Rolls-Royce Is Returning to Custom Car Building with This Picnic-Perfect Ride

The Rolls-Royce Boat Tail is an almighty flex by the maker of the world’s most extravagant automobiles. This spectacular machine also marks a return to the brand’s coachbuilding roots. Four years in development, it is the first product of Rolls-Royce‘s resurrected Coachbuild division, which, much like how it did in the company’s early days, will offer a handful of well-heeled customers the opportunity to design a completely original one-off car from the wheels up.

Rolls-Royce is making three Boat Tails — all by hand — for the three clients who commissioned the project. Naturally, Rolls-Royce won’t divulge how much each car costs (we do know that the price tag is considerably more than $15 million USD) or who the clients are. “We really handpick the clients; it’s a kind of procedure — and I don’t want to sound arrogant — but I’m involving myself personally,” says Torsten Müller-Ötvös, chief executive of Rolls-Royce Motor Cars, from the brand’s headquarters in Goodwood, England.

The all-new Rolls-Royce Boat Tail

The plan is for Rolls-Royce to take on a new coachbuilt commission every two years. “We want to keep it rare and highly exclusive….It’s the top, top, top of the pyramid of our business,” Müller-Ötvös explains. He is confident the demand for coachbuilt cars will exceed the supply, so the company can afford to be selective with its clients. “You want to know [who] you are in that boat for a four year journey [with], and you will also want to get a clear commitment from them that they are prepared to engage themselves. They need to travel over here to Goodwood. They need to see clay models. They need to sign off officially on design steps,” he says. “They also need to have — I would call it, a certain understanding — of some technical constraints. Yes, we are Rolls-Royce and our promise is, more or less, everything is possible, but it might happen that certain ideas are not legally compliant.”
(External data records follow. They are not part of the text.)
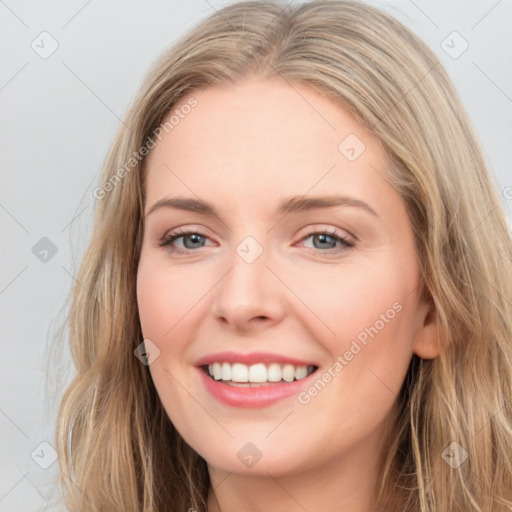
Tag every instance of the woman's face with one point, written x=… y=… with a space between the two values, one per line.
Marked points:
x=307 y=261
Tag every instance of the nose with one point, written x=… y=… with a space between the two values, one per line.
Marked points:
x=249 y=296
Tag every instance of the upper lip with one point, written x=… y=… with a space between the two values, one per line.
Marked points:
x=251 y=358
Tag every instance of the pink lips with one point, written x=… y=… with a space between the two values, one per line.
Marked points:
x=241 y=396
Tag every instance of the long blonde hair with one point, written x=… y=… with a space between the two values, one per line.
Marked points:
x=117 y=448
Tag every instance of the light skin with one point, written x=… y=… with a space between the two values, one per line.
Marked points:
x=243 y=149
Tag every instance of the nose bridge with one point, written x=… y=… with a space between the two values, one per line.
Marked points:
x=249 y=289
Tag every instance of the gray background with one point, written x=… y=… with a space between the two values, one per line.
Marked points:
x=59 y=115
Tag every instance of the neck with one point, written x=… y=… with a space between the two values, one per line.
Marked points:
x=341 y=483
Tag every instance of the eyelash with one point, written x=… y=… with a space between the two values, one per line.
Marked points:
x=166 y=241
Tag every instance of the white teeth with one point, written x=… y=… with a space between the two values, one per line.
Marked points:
x=226 y=371
x=239 y=373
x=274 y=372
x=288 y=372
x=258 y=373
x=301 y=372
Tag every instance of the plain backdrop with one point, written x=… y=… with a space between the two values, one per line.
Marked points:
x=69 y=72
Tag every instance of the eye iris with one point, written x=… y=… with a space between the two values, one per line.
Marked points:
x=192 y=236
x=323 y=237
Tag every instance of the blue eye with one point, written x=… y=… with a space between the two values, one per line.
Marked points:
x=196 y=238
x=329 y=239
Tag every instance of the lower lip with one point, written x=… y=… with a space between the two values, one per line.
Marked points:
x=241 y=396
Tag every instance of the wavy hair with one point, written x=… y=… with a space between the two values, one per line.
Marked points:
x=117 y=448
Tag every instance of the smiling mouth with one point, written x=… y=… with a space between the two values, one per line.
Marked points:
x=257 y=375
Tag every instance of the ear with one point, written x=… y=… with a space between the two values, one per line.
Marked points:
x=427 y=341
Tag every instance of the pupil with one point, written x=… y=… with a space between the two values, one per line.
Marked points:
x=323 y=237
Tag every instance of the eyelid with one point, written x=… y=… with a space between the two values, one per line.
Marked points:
x=345 y=242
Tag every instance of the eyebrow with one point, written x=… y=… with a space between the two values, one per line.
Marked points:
x=294 y=204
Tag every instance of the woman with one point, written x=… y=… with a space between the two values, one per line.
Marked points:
x=259 y=370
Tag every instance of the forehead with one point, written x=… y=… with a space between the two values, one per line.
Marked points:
x=259 y=140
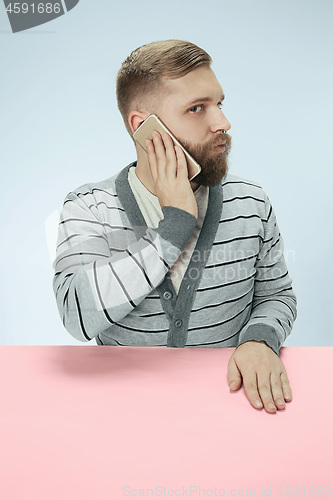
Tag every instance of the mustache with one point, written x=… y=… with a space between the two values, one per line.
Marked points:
x=218 y=140
x=223 y=138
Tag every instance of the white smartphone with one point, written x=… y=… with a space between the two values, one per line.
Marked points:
x=152 y=123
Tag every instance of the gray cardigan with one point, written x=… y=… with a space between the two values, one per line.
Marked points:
x=112 y=279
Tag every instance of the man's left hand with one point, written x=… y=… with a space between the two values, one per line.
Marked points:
x=264 y=376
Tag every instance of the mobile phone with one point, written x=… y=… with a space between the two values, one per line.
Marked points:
x=152 y=123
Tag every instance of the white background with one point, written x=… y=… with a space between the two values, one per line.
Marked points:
x=60 y=128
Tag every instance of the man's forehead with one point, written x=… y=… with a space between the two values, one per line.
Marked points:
x=199 y=84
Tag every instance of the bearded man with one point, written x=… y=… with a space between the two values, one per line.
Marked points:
x=150 y=258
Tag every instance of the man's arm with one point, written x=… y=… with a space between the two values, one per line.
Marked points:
x=97 y=281
x=256 y=360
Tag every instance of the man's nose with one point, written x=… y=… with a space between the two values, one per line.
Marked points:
x=219 y=121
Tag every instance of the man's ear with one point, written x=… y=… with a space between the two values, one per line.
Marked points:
x=135 y=118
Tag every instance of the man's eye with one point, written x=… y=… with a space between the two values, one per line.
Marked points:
x=196 y=109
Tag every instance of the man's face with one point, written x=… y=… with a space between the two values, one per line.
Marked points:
x=191 y=109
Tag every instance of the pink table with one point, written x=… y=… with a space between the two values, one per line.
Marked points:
x=107 y=423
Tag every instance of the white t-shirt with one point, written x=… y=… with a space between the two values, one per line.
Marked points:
x=152 y=213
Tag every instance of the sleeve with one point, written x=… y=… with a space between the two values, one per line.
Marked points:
x=274 y=302
x=97 y=283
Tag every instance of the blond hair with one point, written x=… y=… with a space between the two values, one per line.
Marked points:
x=140 y=76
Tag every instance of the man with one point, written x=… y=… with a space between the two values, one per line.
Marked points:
x=149 y=258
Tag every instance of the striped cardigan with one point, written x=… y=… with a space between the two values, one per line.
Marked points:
x=112 y=273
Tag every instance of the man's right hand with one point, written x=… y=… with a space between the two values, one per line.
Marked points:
x=168 y=170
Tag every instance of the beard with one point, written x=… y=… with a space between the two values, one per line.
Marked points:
x=213 y=168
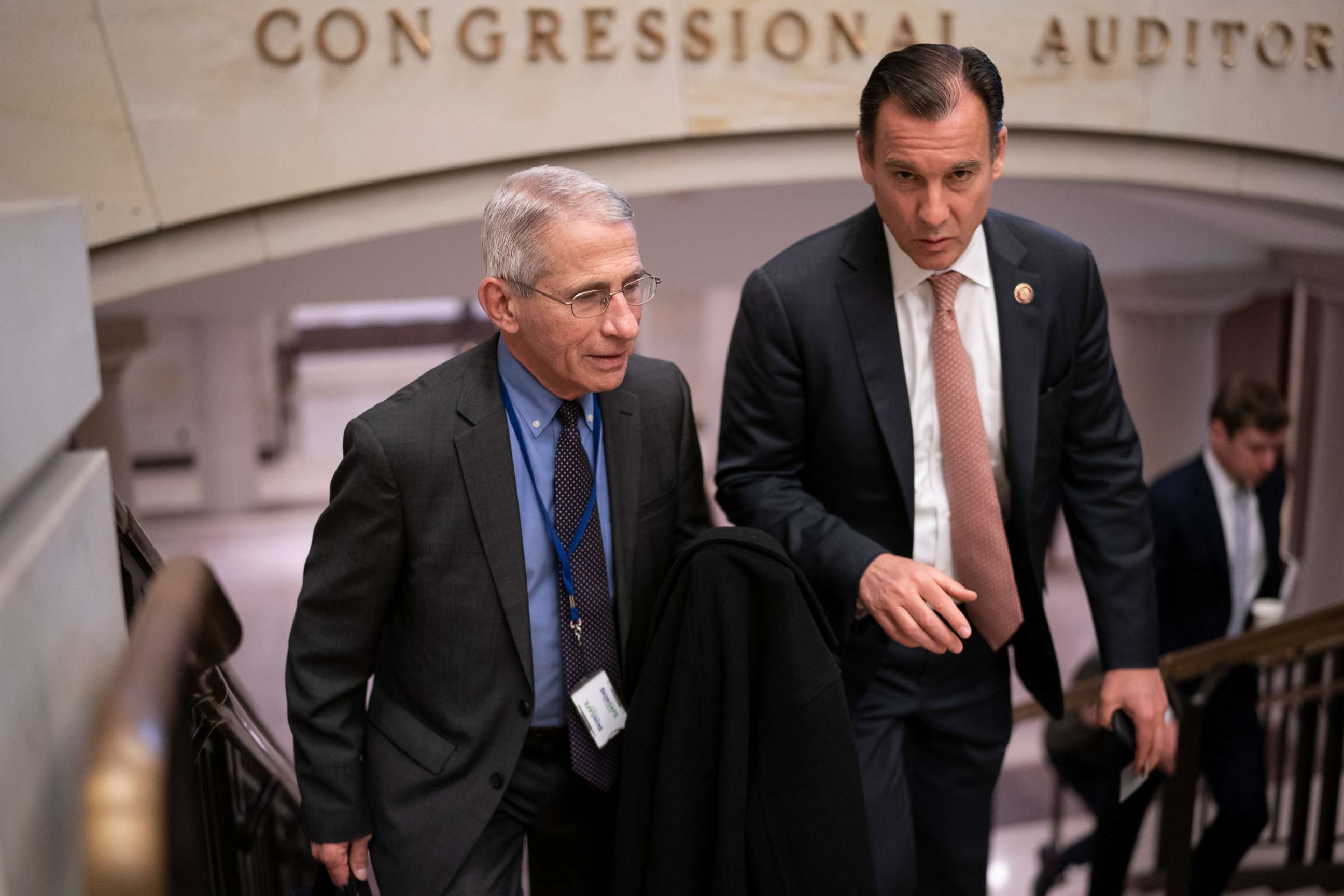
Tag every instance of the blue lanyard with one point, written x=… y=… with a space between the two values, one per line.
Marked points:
x=565 y=555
A coachbuilt car is often compared to a bespoke suit, but it’s not really like that at all. Cars are infinitely more complex; these machines don’t just have to look good and fit their clients, they also have to comply with devilishly complex safety and emissions regulations, which vary wildly across the globe. That the Boat Tail isn’t some museum piece or track-day toy — it’s fully road-legal — makes it all the more impressive.

Of course, in the 1920s and 1930s (the golden age of coachbuilding), there were hardly any safety regulations at all. Rolls-Royce would supply an engine and running chassis, and buyers would then commission a coachbuilder to create a one-off body — hammered out of aluminum — with a matching interior. By the 1960s, Rolls-Royce was making most of its cars, except for the Phantom VI, as a single semi-monocoque structure. The chassis was no longer built separately from the body and interior, and coachbuilding largely died out. Today, it’s almost a lost art.

But two things happened to make the re-launch of Rolls-Royce’s coachbuilding program possible. In 2017, the marque unveiled a one-off coachbuilt coupe called the Sweptail. “I would call it an experiment,” says Müller-Ötvös. “We learned from client feedback that many would love to do a kind of similar project.” The phone started ringing with customers wanting to build their own custom projects. The second event was the development of an all-new aluminum spaceframe chassis that underpins the current Phantom, Cullinan, and Ghost. It’s extremely adaptable, less like a modern monocoque and more like a traditional rolling chassis. It gives designers and engineers a base to once again make coachbuilt cars, like the Boat Tail.

Each Boat Tail features 1,813 completely new, custom parts. The spaceframe chassis was reconfigured to support the nearly 5.8-metre long car — that step alone took eight months. All three clients are fond of J Class yachts, so the car’s lower cabin, floor area, and rear deck are made of hand-finished wood. The bodywork is hand-rolled and hammered aluminum, built by people who’ve spent their lives perfecting this craft. The roof is an unusual fixed-canopy design, but there’s also an emergency tonneau cover to keep you dry should you get caught in one of those rare Mediterranean thunderstorms.

But the most luxurious detail of all is that at the push of a button, the car’s rear deck splits open to reveal everything you’d need for an impromptu picnic. On one side: aperitifs. On the other: cuisine with engraved cutlery from Christofle in Paris. Even a double refrigerator was developed to chill the clients’ favourite vintages of Armand de Brignac champagne, says Rolls-Royce. To top it all off, the car’s rear also houses a pair of cocktail tables and stools, the latter created by Italian furniture maker Promemoria.

Champagne storage

The three clients who commissioned the Boat Tail are “real cosmopolitans,” says Müller-Ötvös. “All three of them are people [who enjoy] life and that’s also the reason why that theme about al-fresco dining — picnicking — was chosen. That really unites them. Obviously, they all have money, but that’s it. More, I can’t tell you.”